By the late 1800s and early 1900s, several all-black settlements had sprung up in the USA. The African American community began to establish settlements where they were free people and could live as they wanted rather than toiling for hours without reaping the benefits of their labour. By this time, many African Americans were not only free but were gaining education and taking up several professional careers.
The advancement of the Black race in America from enslaved people to well-educated professionals did not sit comfortably with many anti-abolitionists and white supremacists who believed that African Americans were only good as slaves and were slowly taking over their lands
One of the first of such settlements was Unionville set up in 1867 in Talbot County, on Maryland’s Eastern Shore by 18 black soldiers who served in the Union Army during the war.
Inspired by the many settlements that had sprung up, retired African American clergyman Colonel Allen Allensworth led a group of other African Americans to establish an African American town called Allensworth. Colonel Allensworth was a freed slave by virtue of escaping slavery and joining the army becoming a union soldier during the American Civil War.
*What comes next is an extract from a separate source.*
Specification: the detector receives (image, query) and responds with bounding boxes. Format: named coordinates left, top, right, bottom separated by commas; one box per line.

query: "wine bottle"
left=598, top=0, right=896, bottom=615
The town was the first of its kind in California and was well accepted by the African American community who believed in the ideas and goals of its founder.
Allensworth town was a community established with the aim of becoming an independent state and a country soon enough. The town was also established on the principle that African Americans could gain an education by teaching themselves, own their own property, produce their own goods, run their own economy and thrive. Many African Americans who believed in its principals and success called it the land of the African American dream.
By 1907, Allensworth town flourished and rose with significant speed. Several African Americans moved into the lands from all over the country and many bought lands to help support the dream.
The town succeeded as an independent town, with its own government and California’s first African American school in 1910. The school was successfully built after locals worked hard and raised five thousand dollars at the time to finance the construction.
Free from racism and segregation, many of the inhabitants worked as farmers and traders and they lived in harmony supporting each other.
On September 14, 1914, Allen Allensworth was killed by a motorcyclist in California at the age of 72 and Allensworth town saw a drastic decline after the death of its leader.
Businesses began to fail and many sold their properties as a means of survival. Unfavourable weather conditions did not help the town either and several droughts destroyed farm products. At the start of World War I, residents began to abandon the town seeking refuge and safety from the war.
Oscar Overr took over the town and was able to keep it together until 1966 when the State of California identified arsenic in the drinking water and ordered that the town is closed down. The discovery made many residents leave for other areas until there were just less than 35 families left in the town.
In 1967, the California State Parks and Recreational Commission approved that the town is turned into a historic Park to protect what remained of it.
A few families can still be found in Allensworth town and to date, the town has not hosted white inhabitants.